Solved – Naive Bayes: Imbalanced Dataset in Real-time Scenario

classificationmachine learningnaive bayesscikit learntext mining

I am using scikit-learn Multinomial Naive Bayes classifier for binary text classification (classifier tells me whether the document belongs to the category X or not). I use a balanced dataset to train my model and a balanced test set to test it and the results are very promising.

This classifer needs to run in real time and constantly analyze documents thrown at it randomly.

However, when I run my classifier in production, the number of false positives is very high and therefore I end up with a very low precision. The reason is simple: there are many more negative samples that the classifer encounters in the real-time scenario (around 90 % of the time) and this does not correspond to the ideal balanced dataset I used for testing and training.

Is there a way I can simulate this real-time case during training or are there any tricks that I can use (including pre-processing on the documents to see if they are suitable for the classifer)?

I was planning to train my classifier using an imbalanced dataset with the same proportions as I have in real-time case but I am afraid that might bias Naive Bayes towards the negative class and lose the recall I have on the positive class.

Any advice is appreciated.

Best Answer

To create a good model, the model has to be built on training data which is of the same "structure" as the data the model will applied later on. This is the one boring assumption which underlies all classification models.
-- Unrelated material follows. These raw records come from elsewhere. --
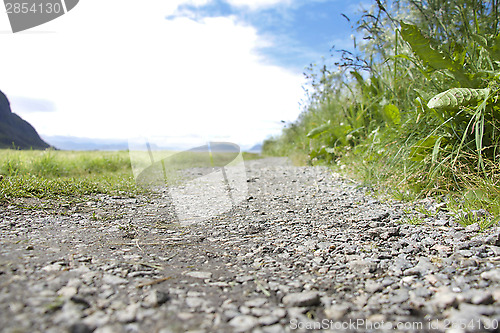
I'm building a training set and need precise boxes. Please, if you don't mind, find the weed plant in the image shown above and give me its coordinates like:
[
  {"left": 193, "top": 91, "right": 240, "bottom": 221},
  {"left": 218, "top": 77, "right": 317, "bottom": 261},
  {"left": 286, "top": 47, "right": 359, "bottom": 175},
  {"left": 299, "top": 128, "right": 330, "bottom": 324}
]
[{"left": 0, "top": 150, "right": 141, "bottom": 203}]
So by using an balanced data set meanwhile the real world is not balanced, you have already introduced a bias. While there are cases where this is not a problem (imagine perfectly separable (non-linear) classes, a model built on a balanced data set containing all border-relevant points will be still working perfectly on a skewed sample), classifying documents is often a game of probabilities and hence class skew is more problematic.

My suggestions:

  • Built the model on the imbalanced set with the same proportions as in production. If you have to sample for this, then perform multiple runs across different samples during validation to improve generalization power.
  • The "bias" towards the negative class in an imbalanced set originates from the-best-guess-is-majority-class-if-everything-else-is-equal, something which Naive Bayes is sensitive to (especially when a lot of (irrelevant) features are involved). Use a different classifier which can capture inter-feature/word-dependencies to reduce this. I'd try Gradient Boosting with trees as described in chapter 10 "Boosting and Additive Trees" of The elements of statistical learning.
  • You are currently using "plain precision / recall" as metric. Based on your productions requirements, estimate whether a false positive is equally bad as a false negative and adjust the metric accordingly.